Menurut laporan Aljazeera, Minggu (21/6/2026), barikade demonstrasi yang didirikan di jalan-jalan utama secara efektif mengisolasi ibu kota administratif, La Paz. Para demonstran menuntut Paz mundur karena kebijakan penghematan yang dinilai telah melumpuhkan perekonomian selama 50 hari terakhir.
Pidato Presiden dan Alasan Darurat
Dalam pidato yang disiarkan televisi pada Sabtu (20/6) pagi, Paz menyatakan bahwa blokade anti-pemerintah bukan lagi sekadar protes sosial, melainkan upaya terorganisir untuk menggoyahkan demokrasi Bolivia. "Ini bukan keadaan darurat untuk membatasi kehidupan masyarakat. Ini adalah keadaan darurat untuk mengembalikan kebebasan masyarakat," ujarnya.
Paz menegaskan bahwa darurat ini bertujuan memastikan pasokan bahan bakar yang terganggu akibat blokade jalan yang menghambat truk tangki. Dekrit tersebut akan berlaku selama 90 hari, namun dapat dicabut lebih awal jika "kekerasan dan ancaman terhadap penduduk berakhir," demikian pernyataan pemerintah.
Isi Dekrit dan Dampak Protes
Dekrit tersebut secara spesifik melarang "memblokir jalan, jalur, dan jalan raya dengan cara yang memengaruhi transportasi dan pasokan." Perintah itu juga menginstruksikan angkatan bersenjata untuk sementara mendukung polisi "dalam memulihkan ketertiban, membuka kembali jalan, dan melindungi penduduk."
Selama lima minggu terakhir, gelombang protes meletus menentang langkah-langkah penghematan Paz, termasuk pembatalan subsidi bahan bakar dan masalah lainnya. Protes ini telah menyebabkan konfrontasi kekerasan antara demonstran dan polisi anti huru hara, mengakibatkan 365 penangkapan dan 37 luka-luka, menurut pihak berwenang.
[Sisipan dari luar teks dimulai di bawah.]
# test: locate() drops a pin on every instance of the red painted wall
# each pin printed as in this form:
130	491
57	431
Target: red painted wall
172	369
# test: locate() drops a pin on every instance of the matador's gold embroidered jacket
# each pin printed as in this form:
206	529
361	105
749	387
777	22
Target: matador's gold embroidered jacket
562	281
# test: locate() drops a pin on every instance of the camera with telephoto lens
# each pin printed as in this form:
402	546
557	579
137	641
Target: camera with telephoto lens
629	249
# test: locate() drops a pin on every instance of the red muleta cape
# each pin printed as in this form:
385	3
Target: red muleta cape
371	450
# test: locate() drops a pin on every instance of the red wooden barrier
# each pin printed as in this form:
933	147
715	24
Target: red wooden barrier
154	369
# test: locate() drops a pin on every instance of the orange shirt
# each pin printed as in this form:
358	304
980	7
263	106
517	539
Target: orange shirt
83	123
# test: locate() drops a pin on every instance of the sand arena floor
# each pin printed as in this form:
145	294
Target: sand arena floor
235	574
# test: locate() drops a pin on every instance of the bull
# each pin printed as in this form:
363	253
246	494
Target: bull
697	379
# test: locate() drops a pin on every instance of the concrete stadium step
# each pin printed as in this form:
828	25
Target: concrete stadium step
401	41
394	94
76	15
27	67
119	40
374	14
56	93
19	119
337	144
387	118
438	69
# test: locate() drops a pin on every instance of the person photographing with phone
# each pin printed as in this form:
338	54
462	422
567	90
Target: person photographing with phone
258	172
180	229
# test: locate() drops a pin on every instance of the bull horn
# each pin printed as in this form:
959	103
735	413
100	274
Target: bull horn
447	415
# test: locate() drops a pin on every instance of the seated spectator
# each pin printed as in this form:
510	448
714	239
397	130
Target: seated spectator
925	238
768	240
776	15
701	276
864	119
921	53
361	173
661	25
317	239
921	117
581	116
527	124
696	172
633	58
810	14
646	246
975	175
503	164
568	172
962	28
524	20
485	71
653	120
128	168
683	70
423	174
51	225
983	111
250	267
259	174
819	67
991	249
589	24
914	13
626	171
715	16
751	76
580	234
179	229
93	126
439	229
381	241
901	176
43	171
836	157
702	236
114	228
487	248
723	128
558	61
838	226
Setidaknya 17 orang juga meninggal, sebagian besar terkait dengan kurangnya perawatan medis akibat gangguan transportasi, kata kantor ombudsman Bolivia dan organisasi hak asasi manusia. Selama protes berlangsung, bisnis tutup, rak-rak supermarket kosong, dan rumah sakit kehabisan oksigen. Beberapa sektor masyarakat telah menyerukan Paz untuk memulihkan ketertiban melalui kekerasan.